总结Structured Streaming中的状态操作: mapGroupsWithStateflatMapGroupsWithState

mapGroupsWithState

每次Trigger后,将给定的Function应用于有数据的每个分组,同时维护每组的状态。

先看下mapGroupsWithState Operator,如下:

// S: 状态类型 U: 返回类型
// func: 应用于每组上的函数。K: 当前分组的Key Iterator[V]:当前批次下当前分组内的数据(V: 组内每条数据的类型)  GroupState[S]: 当前这个分组的状态(状态里保存了老的聚合结果以及当前的状态是否超时等等)
// timeoutConf: 超时配置。有三种: GroupStateTimeout.ProcessingTimeTimeout()、GroupStateTimeout.EventTimeTimeout()、GroupStateTimeout.NoTimeout() 。

// 不超时
def mapGroupsWithState[S: Encoder, U: Encoder](func: (K, Iterator[V], GroupState[S]) => U): Dataset[U]

// 柯里化函数,可自定义超时模式, 一般用这个
def mapGroupsWithState[S: Encoder, U: Encoder](timeoutConf: GroupStateTimeout)(func: (K, Iterator[V], GroupState[S]) => U): Dataset[U]

// 不超时
def mapGroupsWithState[S, U](func: MapGroupsWithStateFunction[K, V, S, U],stateEncoder: Encoder[S],outputEncoder: Encoder[U]): Dataset[U]

// 可自定义超时模式
def mapGroupsWithState[S, U](func: MapGroupsWithStateFunction[K, V, S, U],stateEncoder: Encoder[S],outputEncoder: Encoder[U],timeoutConf: GroupStateTimeout): Dataset[U]

注意:

  1. mapGroupsWithState算子的实现来看,mapGroupsWithStateflatMapGroupsWithState算子的一个特例。如下实现:
def mapGroupsWithState[S: Encoder, U: Encoder](timeoutConf: GroupStateTimeout)(func: (K, Iterator[V], GroupState[S]) => U): Dataset[U] = {
    val flatMapFunc = (key: K, it: Iterator[V], s: GroupState[S]) => Iterator(func(key, it, s))
    Dataset[U](
      sparkSession,
      FlatMapGroupsWithState[K, V, S, U](
        flatMapFunc.asInstanceOf[(Any, Iterator[Any], LogicalGroupState[Any]) => Iterator[Any]],
        groupingAttributes,
        dataAttributes,
        OutputMode.Update,
        isMapGroupsWithState = true,
        timeoutConf,
        child = logicalPlan))
}

可以看到:

A. `mapGroupsWithState`内部实际上还是通过调用`flatMapGroupsWithState`算子的实现`FlatMapGroupsWithState`来实现的。
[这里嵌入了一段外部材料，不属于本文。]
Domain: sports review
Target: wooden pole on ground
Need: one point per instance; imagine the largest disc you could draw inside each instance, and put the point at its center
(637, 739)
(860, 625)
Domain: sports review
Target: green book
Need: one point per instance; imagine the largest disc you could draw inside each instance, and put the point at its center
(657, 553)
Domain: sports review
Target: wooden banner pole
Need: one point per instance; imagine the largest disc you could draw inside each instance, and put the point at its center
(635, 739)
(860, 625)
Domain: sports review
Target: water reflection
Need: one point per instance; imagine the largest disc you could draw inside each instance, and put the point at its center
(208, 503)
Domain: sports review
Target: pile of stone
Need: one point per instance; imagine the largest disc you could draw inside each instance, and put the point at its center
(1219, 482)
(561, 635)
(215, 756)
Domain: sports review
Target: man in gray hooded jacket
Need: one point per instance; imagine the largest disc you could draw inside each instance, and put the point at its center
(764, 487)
B. `mapGroupsWithState`的`func`会被转换成返回单个元素的`Iterator`。

C. `mapGroupsWithState`的输出模式是`Update`。
  1. mapGroupsWithState对应的输出模式目前只能是Update,即...writeStream.outputMode("update")...。不能是CompleteAppend

  2. mapGroupsWithStatefunc调用时机: 每次Trigger, 会为该Trigger中有数据的每个组调用一次func;另外,如果某个组超时,会在超时的组上调用一次func。 Trigger中某个组有数据,该组状态不会是超时状态。
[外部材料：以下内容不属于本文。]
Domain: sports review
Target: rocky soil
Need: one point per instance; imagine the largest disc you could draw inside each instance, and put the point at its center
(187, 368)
  3. 超时配置,支持三种模式的超时: 无超时处理时间超时事件时间超时

    A. 无超时: GroupStateTimeout.NoTimeout()无超时模式会导致状态无限增长。

    B. 事件时间超时: GroupStateTimeout.EventTimeTimeout()。基于事件时间的超时。此前必须使用withWatermark指定Watermark

    C. 处理时间超时: GroupStateTimeout.ProcessingTimeTimeout()。基于处理时间的超时。处理时间模式下无需指定Watermark

  4. 关于数据参与状态计算以及状态的清理。

    A. 事件时间下,即通过withWatermark指定Watermark,同时超时配置为GroupStateTimeout.EventTimeTimeout()。此时,Watermark决定了数据是否能参与状态计算(超过阈值的就不参与状态计算了),分组的状态清理由Spark内部完成。
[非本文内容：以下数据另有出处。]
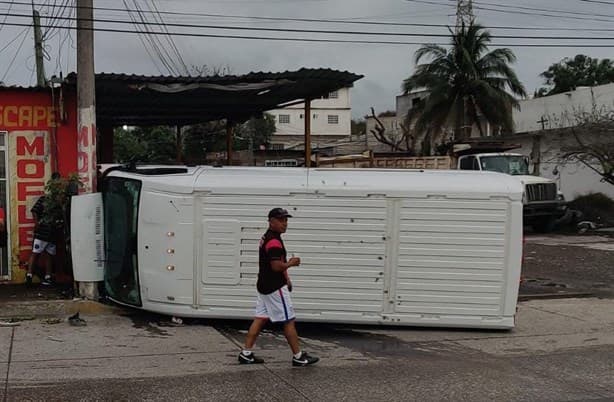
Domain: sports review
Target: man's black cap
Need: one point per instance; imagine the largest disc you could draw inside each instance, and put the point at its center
(279, 213)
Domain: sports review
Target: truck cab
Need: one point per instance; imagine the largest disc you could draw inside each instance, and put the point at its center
(543, 203)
    B. 处理时间下,即不设置Watermark,同时超时配置为GroupStateTimeout.ProcessingTimeTimeout()。此时,所有数据都能参与状态计算,分组的状态需要手动清理(可以设置超时阈值GroupState.setTimeoutDuration,当超时后,通过GroupState.remove()清除)。

基于事件时间,用mapGroupsWithState统计每个分组的PV,并手动维护状态

测试数据

// 测试数据,如下:
// eventTime: 北京时间
 {"eventTime": "2016-01-01 10:02:00" ,"eventType": "click" ,"userID":"1"}

代码实现

package com.bigdata.structured.streaming.state

import java.sql.{Date, Timestamp}
import java.text.SimpleDateFormat
import java.time.format.DateTimeFormatter
import java.time.{LocalDateTime, ZoneId}

import org.apache.spark.sql.functions._
import org.apache.spark.sql.streaming.{GroupState, GroupStateTimeout, Trigger}
import org.apache.spark.sql.types.DataType
import org.apache.spark.sql.{Row, SparkSession, functions}
import org.slf4j.LoggerFactory


/**
  * Author: Wang Pei
  * Summary:
  *   基于事件时间, 用`mapGroupsWithState`统计每个分组的PV,并手动维护状态
  */
object MapGroupsWithState {

  lazy val logger = LoggerFactory.getLogger(MapGroupsWithState.getClass)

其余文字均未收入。